La Russia desidera conquistare Odessa, che nel frattempo cerca di vivere difendendo la propria bellezza

Ogni giorno, dunque ogni notte, sulle case e sugli ospedali della città di Mykolaiv si abbattono i missili russi. Pressoché ogni giorno si contano i morti, ogni giorno i feriti. Mykolaiv aveva mezzo milione di abitanti. Ora è svuotata di una gran parte dei suoi cittadini, quelli che sono riusciti a trovare riparo altrove, e riempita degli sfollati dal circondario e dal territorio a est, dov’è Kherson occupata. Non ha acqua. Vive, sopravvive, degli aiuti e dell’opera dei volontari. Due mesi fa i russi erano arrivati fin dentro la città e si ubriacavano del sentimento di avere la strada aperta alla volta di Odessa, poi la resistenza dell’esercito e della gente li ricacciò indietro. L’accanimento dell’artiglieria russa contro la città non può spiegarsi solo con l’intenzione di ostacolare nella retrovia la controffensiva, che c’è, degli ucraini verso Kherson: è piuttosto la dimostrazione che l’esercito russo non ha rinunciato al sogno di prendere Odessa. E castigarla. La vita di Odessa è oggi, come su un palcoscenico internazionale, la sfida a tutto ciò che la Russia di Putin, di Kirill e dei loro complici intendono spacciare al loro mondo. Ormai la Russia non può più sperare di prendere Odessa per farsene bella. Può lividamente desiderare di prendere Odessa per farla brutta.
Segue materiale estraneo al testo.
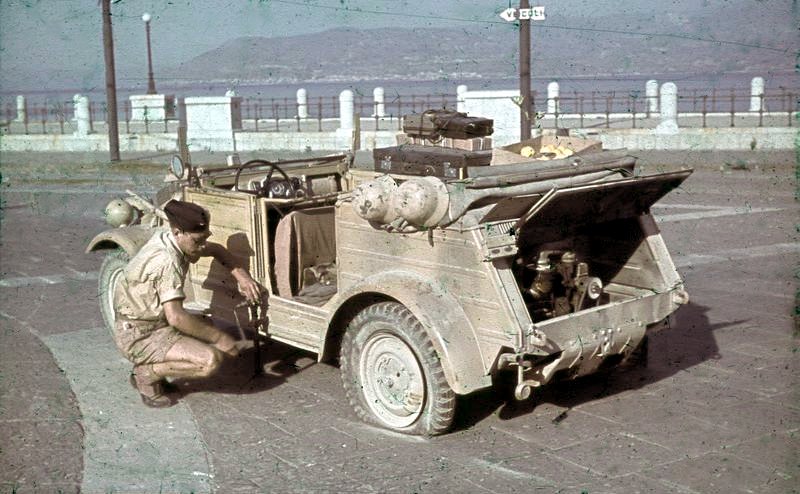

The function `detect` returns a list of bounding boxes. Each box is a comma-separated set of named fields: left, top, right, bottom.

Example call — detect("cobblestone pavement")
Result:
left=0, top=151, right=800, bottom=494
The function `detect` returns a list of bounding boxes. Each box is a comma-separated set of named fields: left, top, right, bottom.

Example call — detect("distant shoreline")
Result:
left=0, top=71, right=800, bottom=105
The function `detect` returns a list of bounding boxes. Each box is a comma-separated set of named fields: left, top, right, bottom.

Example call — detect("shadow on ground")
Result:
left=454, top=303, right=744, bottom=430
left=174, top=342, right=316, bottom=399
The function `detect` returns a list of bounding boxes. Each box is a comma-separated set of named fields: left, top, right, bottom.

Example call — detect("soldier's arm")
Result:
left=201, top=242, right=261, bottom=303
left=162, top=299, right=237, bottom=356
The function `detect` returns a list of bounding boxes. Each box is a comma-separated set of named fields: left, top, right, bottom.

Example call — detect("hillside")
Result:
left=162, top=11, right=797, bottom=83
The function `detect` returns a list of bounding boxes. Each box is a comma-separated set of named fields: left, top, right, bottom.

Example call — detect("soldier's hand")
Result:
left=231, top=268, right=261, bottom=304
left=238, top=278, right=261, bottom=304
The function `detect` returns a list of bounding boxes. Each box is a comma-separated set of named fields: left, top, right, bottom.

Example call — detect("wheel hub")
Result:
left=359, top=334, right=425, bottom=427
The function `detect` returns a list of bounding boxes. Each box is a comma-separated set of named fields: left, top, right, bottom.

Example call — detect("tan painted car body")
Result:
left=87, top=144, right=691, bottom=402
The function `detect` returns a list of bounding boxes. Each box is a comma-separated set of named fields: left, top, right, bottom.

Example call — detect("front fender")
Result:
left=86, top=225, right=157, bottom=257
left=332, top=271, right=492, bottom=394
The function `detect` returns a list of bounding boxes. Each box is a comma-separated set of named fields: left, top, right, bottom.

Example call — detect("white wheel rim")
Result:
left=103, top=268, right=123, bottom=325
left=359, top=333, right=425, bottom=428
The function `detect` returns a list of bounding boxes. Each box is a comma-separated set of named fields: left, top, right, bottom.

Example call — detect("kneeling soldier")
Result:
left=114, top=200, right=261, bottom=408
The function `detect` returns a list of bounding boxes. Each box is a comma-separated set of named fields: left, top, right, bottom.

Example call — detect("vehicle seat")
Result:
left=275, top=206, right=336, bottom=298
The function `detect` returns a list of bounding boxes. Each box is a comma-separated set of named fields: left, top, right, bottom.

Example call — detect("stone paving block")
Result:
left=725, top=429, right=800, bottom=480
left=642, top=453, right=798, bottom=494
left=687, top=399, right=800, bottom=440
left=628, top=411, right=742, bottom=457
left=641, top=374, right=759, bottom=413
left=553, top=434, right=684, bottom=477
left=568, top=473, right=675, bottom=494
left=0, top=420, right=83, bottom=485
left=0, top=480, right=81, bottom=494
left=494, top=408, right=625, bottom=450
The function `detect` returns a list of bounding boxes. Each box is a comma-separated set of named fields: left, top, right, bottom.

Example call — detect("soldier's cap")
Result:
left=164, top=199, right=210, bottom=233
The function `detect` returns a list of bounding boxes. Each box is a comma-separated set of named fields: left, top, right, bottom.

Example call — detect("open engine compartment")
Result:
left=513, top=217, right=669, bottom=323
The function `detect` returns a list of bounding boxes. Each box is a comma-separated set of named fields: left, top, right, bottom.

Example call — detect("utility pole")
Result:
left=142, top=12, right=157, bottom=94
left=101, top=0, right=119, bottom=161
left=500, top=0, right=545, bottom=141
left=519, top=0, right=533, bottom=141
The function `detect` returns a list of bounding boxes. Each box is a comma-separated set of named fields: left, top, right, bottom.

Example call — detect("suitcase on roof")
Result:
left=403, top=110, right=494, bottom=139
left=372, top=144, right=492, bottom=179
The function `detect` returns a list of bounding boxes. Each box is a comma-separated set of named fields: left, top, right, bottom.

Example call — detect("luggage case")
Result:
left=403, top=110, right=494, bottom=139
left=372, top=144, right=492, bottom=179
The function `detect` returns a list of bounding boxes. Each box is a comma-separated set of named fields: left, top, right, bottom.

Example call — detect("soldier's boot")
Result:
left=128, top=371, right=180, bottom=394
left=133, top=364, right=175, bottom=408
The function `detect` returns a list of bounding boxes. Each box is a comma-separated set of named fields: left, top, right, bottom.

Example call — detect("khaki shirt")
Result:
left=114, top=230, right=189, bottom=323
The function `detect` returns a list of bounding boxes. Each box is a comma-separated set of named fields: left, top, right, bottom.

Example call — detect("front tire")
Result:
left=340, top=302, right=456, bottom=435
left=97, top=249, right=130, bottom=335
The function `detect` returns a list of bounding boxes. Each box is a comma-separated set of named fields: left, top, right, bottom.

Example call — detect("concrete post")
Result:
left=750, top=77, right=766, bottom=111
left=339, top=89, right=355, bottom=130
left=547, top=81, right=561, bottom=115
left=644, top=79, right=658, bottom=113
left=17, top=95, right=28, bottom=122
left=463, top=89, right=520, bottom=147
left=296, top=88, right=308, bottom=118
left=75, top=96, right=91, bottom=136
left=656, top=82, right=678, bottom=134
left=372, top=87, right=386, bottom=117
left=456, top=84, right=467, bottom=113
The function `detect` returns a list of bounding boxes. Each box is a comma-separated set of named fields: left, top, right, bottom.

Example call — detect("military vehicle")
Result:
left=87, top=132, right=691, bottom=435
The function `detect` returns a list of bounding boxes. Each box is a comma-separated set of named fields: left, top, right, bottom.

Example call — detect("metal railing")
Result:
left=0, top=88, right=800, bottom=134
left=0, top=101, right=178, bottom=134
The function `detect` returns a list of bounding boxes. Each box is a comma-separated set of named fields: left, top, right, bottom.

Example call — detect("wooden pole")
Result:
left=101, top=0, right=119, bottom=161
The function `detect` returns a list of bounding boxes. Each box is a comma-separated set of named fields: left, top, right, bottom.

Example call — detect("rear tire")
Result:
left=97, top=249, right=130, bottom=335
left=340, top=302, right=456, bottom=435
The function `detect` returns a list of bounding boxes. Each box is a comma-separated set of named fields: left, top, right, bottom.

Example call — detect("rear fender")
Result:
left=86, top=225, right=156, bottom=257
left=326, top=271, right=492, bottom=394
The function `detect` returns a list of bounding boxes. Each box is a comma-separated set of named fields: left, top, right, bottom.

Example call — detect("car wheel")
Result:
left=339, top=302, right=456, bottom=435
left=97, top=249, right=130, bottom=334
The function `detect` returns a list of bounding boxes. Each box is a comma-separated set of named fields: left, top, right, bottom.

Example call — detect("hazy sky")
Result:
left=0, top=0, right=797, bottom=91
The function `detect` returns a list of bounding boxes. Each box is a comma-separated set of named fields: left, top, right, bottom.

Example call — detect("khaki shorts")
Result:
left=114, top=319, right=183, bottom=365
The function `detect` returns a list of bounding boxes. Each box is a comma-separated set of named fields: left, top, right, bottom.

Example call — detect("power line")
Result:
left=269, top=0, right=790, bottom=53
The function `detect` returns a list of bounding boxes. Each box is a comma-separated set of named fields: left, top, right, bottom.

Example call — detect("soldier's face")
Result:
left=175, top=230, right=211, bottom=262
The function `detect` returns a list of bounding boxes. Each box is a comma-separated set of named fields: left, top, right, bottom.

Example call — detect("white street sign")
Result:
left=500, top=7, right=545, bottom=22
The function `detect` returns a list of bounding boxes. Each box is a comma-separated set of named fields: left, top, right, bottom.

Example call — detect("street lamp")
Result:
left=142, top=12, right=156, bottom=94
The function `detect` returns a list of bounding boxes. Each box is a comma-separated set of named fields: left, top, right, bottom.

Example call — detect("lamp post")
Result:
left=142, top=12, right=156, bottom=94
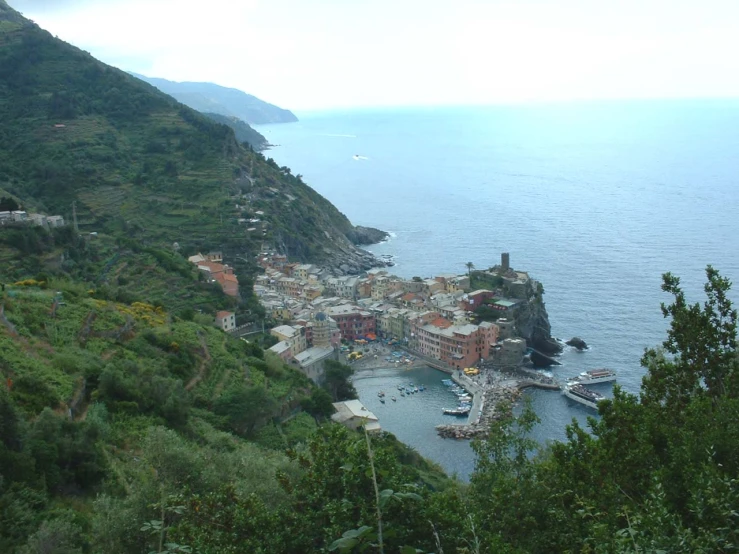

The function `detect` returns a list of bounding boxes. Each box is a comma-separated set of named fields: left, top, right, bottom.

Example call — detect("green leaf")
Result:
left=328, top=537, right=359, bottom=552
É il desiderio di sfregiare la bellezza che non si può avere né avvicinare. E la musica delle strade di Odessa, gli abiti delle sue ragazze, le sue aiuole, i suoi caffé, i teatri e le mostre, non hanno ragione di sentirsi in colpa con le persone della Mykolaiv trincerata per difenderla, perché è proprio questo che stanno difendendo: la dolce vita – provvisoria, effimera, forse – del loro retroterra, che è la promessa di una vita dolce anche per loro, un giorno, una notte, presto o tardi.